Thailand needs to innovate to avoid 'middle income trap'

17 September 2015

​Thailand needs to make strong efforts to foster innovation in order to be able to compete in higher value-added activities and avoid falling into the "middle-income trap", UNCTAD's Science, Technology and Innovation Policy (STIP) Review of Thailand has revealed.

UNCTAD's STIP Review of Thailand was presented to around 100 national stakeholders in the Thai capital Bangkok on 14 September, stimulating discussion of its detailed recommendations and ideas to improve the country's national innovation system.

Participants, including high-level government officials, heads of universities and public research agencies, and business leaders, advocated for collaboration and coordination among public agencies to stimulate business innovation. The private sector should, at the same time, play a more proactive role in seeking innovation and in collaborating with other firms, stakeholders agreed. There was also a shared recognition of the need to enhance education in science, technology and innovation (STI), both at the vocational and higher educational level, so that the types of skills required for an innovation-driven economy can be developed.

Thailand's Minister of Science and Technology Dr. Pichet Durongkaveroj gave details of the STI measures the Government is currently adopting to escape the "middle-income trap" and compete in higher-value markets. He said that Thailand's STI policy aims to reduce inequality, provide opportunities and address the needs of society. Underlining that investing in innovation leads to productivity gains and greater opportunities, Dr. Durongkaveroj stated that the thorough and independent evaluation of Thailand made in UNCTAD's STIP Review offered valuable suggestions for action.
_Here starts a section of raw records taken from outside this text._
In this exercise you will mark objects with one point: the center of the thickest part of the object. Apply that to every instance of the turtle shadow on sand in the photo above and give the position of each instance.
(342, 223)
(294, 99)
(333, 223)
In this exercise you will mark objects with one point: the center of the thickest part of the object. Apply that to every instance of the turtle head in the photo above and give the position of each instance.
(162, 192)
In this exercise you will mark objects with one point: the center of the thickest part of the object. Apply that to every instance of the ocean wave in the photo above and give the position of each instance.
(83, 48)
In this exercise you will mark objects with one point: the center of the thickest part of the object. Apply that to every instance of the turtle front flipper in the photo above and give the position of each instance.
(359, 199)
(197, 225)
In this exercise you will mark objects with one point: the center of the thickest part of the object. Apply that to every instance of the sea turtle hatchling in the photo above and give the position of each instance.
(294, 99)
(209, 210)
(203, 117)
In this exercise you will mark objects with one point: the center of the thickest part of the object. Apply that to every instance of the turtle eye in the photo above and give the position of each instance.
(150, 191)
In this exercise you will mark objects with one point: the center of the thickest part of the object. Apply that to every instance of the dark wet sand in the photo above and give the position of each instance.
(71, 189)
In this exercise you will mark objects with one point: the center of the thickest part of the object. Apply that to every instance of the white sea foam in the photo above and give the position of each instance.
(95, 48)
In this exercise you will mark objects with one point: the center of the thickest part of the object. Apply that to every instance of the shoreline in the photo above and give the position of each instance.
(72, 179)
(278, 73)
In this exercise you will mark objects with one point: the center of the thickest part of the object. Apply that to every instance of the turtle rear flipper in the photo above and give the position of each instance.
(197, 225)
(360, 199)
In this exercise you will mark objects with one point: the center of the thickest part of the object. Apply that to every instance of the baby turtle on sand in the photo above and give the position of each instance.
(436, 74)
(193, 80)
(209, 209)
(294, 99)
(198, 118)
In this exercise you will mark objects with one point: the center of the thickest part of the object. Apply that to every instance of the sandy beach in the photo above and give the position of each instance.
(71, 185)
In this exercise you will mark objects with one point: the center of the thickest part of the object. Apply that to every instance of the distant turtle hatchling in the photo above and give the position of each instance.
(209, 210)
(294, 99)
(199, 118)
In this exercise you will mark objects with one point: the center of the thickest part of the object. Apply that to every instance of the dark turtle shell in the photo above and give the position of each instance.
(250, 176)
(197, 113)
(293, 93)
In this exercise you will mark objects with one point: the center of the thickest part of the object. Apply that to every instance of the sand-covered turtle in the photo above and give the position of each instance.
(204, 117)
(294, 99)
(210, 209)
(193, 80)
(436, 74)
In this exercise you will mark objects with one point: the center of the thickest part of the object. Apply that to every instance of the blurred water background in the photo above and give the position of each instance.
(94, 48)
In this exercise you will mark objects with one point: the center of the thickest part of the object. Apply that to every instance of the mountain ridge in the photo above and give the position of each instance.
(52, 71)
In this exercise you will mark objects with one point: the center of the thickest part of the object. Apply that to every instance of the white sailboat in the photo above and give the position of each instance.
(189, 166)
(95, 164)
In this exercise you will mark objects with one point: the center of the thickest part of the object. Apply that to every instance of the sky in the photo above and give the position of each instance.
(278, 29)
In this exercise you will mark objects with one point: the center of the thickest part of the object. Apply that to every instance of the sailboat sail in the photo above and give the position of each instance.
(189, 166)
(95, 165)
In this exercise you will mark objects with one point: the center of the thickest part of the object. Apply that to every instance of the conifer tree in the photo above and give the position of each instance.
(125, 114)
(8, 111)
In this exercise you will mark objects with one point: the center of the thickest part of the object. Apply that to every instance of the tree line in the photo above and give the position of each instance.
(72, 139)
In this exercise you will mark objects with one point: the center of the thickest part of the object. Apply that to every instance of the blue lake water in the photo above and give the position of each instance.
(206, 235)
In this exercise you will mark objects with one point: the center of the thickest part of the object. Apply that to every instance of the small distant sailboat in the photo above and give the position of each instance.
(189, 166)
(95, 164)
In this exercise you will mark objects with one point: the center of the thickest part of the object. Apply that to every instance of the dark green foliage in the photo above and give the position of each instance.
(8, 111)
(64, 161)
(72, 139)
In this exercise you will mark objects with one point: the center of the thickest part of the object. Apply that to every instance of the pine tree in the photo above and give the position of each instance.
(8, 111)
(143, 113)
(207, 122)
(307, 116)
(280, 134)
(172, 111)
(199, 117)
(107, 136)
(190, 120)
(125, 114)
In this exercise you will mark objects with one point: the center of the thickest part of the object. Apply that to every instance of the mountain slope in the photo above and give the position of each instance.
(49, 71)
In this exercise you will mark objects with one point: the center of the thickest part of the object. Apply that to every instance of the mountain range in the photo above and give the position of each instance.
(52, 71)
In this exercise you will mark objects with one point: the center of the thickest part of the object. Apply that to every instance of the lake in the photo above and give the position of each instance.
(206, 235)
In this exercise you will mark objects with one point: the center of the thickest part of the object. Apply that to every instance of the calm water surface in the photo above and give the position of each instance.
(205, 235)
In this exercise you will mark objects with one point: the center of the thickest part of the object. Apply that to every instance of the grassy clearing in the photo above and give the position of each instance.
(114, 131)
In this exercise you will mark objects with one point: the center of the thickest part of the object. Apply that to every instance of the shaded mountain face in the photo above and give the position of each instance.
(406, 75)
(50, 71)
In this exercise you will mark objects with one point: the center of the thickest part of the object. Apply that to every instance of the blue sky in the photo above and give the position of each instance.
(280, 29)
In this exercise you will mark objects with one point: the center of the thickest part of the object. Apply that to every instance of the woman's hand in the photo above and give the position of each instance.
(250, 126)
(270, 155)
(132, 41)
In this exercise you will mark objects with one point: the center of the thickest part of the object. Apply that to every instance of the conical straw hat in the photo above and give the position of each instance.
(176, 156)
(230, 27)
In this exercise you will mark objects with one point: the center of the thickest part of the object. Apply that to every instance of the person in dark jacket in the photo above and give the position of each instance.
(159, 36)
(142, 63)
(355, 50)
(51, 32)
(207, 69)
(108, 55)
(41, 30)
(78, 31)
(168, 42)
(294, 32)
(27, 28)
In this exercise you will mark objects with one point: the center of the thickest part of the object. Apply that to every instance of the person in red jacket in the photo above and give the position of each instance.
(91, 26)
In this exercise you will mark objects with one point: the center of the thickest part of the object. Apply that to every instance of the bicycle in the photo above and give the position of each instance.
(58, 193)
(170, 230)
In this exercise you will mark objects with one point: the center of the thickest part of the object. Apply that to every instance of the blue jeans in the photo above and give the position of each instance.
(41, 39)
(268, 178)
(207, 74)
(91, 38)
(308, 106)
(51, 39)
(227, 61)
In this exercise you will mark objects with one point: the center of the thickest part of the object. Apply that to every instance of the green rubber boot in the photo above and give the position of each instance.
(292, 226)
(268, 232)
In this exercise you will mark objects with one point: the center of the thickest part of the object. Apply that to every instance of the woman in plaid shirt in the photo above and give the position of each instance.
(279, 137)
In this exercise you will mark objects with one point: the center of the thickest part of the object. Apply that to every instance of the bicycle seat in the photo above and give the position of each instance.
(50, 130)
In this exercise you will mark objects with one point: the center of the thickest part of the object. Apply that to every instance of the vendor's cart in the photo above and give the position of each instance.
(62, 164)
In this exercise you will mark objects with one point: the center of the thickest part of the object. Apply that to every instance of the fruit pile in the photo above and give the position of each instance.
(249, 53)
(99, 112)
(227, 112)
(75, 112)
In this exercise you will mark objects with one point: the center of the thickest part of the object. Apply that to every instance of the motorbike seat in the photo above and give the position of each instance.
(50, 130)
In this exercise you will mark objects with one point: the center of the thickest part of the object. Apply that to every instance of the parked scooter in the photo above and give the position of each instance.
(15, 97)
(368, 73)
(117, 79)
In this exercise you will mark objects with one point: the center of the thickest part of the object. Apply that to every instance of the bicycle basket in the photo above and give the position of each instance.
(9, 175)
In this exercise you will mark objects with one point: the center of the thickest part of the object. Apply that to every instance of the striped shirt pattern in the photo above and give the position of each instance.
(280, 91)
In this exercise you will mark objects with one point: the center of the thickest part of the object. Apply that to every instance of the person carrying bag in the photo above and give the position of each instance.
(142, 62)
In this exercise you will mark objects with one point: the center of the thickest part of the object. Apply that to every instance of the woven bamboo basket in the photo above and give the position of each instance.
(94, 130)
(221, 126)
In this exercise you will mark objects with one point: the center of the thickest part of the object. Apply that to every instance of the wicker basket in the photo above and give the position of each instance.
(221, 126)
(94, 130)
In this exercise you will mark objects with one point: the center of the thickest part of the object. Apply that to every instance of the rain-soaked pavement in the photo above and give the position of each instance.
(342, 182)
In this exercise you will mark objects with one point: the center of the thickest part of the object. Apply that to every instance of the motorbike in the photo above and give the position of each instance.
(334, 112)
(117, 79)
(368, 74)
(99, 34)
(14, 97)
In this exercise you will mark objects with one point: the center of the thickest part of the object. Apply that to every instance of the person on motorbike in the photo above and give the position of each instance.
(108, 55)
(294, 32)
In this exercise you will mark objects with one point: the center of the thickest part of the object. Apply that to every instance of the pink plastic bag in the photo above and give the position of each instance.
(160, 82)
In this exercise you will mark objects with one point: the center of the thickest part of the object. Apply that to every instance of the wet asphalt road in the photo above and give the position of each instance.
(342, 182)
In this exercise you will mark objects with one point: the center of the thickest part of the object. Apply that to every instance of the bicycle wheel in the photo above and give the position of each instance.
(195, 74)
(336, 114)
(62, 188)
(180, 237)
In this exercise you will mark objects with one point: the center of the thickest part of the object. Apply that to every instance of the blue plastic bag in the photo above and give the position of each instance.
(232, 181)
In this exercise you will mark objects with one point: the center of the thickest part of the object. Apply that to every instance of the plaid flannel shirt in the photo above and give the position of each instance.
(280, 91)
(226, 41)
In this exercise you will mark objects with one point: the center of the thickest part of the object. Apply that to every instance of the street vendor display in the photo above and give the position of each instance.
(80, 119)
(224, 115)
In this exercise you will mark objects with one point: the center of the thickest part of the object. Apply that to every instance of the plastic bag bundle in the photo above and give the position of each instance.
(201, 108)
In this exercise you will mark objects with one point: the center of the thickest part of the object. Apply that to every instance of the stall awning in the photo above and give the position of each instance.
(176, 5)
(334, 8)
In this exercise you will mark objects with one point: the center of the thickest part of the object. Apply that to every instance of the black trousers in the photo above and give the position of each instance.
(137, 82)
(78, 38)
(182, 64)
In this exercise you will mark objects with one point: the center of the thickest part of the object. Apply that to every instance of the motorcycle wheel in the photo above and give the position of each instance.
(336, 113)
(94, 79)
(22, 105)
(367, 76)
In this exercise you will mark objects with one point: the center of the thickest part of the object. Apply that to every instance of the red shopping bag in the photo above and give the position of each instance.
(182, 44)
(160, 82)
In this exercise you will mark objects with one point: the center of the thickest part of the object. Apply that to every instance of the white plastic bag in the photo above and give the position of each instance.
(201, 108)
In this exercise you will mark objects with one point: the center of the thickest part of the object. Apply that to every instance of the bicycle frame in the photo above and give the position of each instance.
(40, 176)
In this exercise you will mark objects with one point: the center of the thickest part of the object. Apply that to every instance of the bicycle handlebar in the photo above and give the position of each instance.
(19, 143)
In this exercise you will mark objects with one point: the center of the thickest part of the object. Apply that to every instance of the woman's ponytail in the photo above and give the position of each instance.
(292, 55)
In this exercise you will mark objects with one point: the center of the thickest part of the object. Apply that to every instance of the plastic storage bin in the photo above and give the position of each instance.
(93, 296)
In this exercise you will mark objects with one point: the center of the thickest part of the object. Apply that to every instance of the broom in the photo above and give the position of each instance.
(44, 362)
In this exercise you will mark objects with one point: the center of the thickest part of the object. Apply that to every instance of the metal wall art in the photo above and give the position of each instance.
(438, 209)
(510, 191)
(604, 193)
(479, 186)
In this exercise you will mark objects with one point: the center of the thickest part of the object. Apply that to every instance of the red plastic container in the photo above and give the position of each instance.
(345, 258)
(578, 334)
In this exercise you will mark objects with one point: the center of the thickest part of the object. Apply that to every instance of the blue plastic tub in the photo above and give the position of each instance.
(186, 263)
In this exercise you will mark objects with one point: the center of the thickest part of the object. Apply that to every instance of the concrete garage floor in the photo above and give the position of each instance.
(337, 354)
Dr. Supachai Panitchpakdi, former Secretary-General of UNCTAD, said there was a need to adopt an economic-growth model based on knowledge and innovation, and productivity growth, in an effort to build an "increasing-return economy". He also said that coordination and collaboration between different ministries was needed with the involvement of the highest level of government in STI policy. Creativity and innovation among young people had to be encouraged, Dr. Panitchpakdi added.

STIPR Thailand
 
H.E. Dr. Pichet Durongkaveroj, Thailand's Minister of Science and Technology, at the national presentation of the UNCTAD STIP Review of Thailand
 

UNCTAD's STIP Review considers the effectiveness of Thailand's national system of innovation and sets out nine "strategic thrusts" with detailed actions for consideration by the Government of Thailand. It suggests actions in three major areas:

  1. Enhance STI governance and management by introducing a strengthened National STI Policy Committee, making clearer the roles and responsibilities of STI institutions, and increasing accountability and oversight to ensure the effectiveness of STI policy efforts.

  2. Stimulate innovation efforts by: introducing matching funds to support collaborative research and development (R&D); scaling-up schemes and organizations that operate at the interface between sources of knowledge and firms; providing incentives for industry-academy collaboration; and making smart use of national megaprojects (such as rail projects) to leverage greater public and private investments in R&D and innovation.

  3. Upgrade the education system to provide the STI skills needed in the economy by, among others, exposing students, teachers and academics to work in the private sector. This can be done, for example, through dual vocational training, mobility programmes and combined studies. Such exposure could lead to greater generation and assimilation of relevant knowledge and know-how for the country.

Thailand can build on a number of existing STI programmes as the basis for further progress - for example, scaling up support for regional science parks - the STIP Review notes.

The Government could also expand successful cooperative educational programmes such as the Bamboo School, the Work-Integrated-Learning pilot programme, and the engineering practice schools of King Mongkut's University of Technology Thonburi (KMUTT).

UNCTAD conducted the analysis in collaboration with the Thailand's National Science, Technology and Innovation Policy Office at the request of the Government of Thailand.

STIP Reviews are conducted by UNCTAD at the request of interested Governments in order to support the development of national technological and innovation capacities, to contribute to development strategies and to improve the competitiveness of the productive sectors of developing countries in the global economy.

STIP Reviews have been implemented by UNCTAD in 13 developing countries and are part of a wider programme for promoting policymaking capacities in the field of science, technology and innovation in developing countries.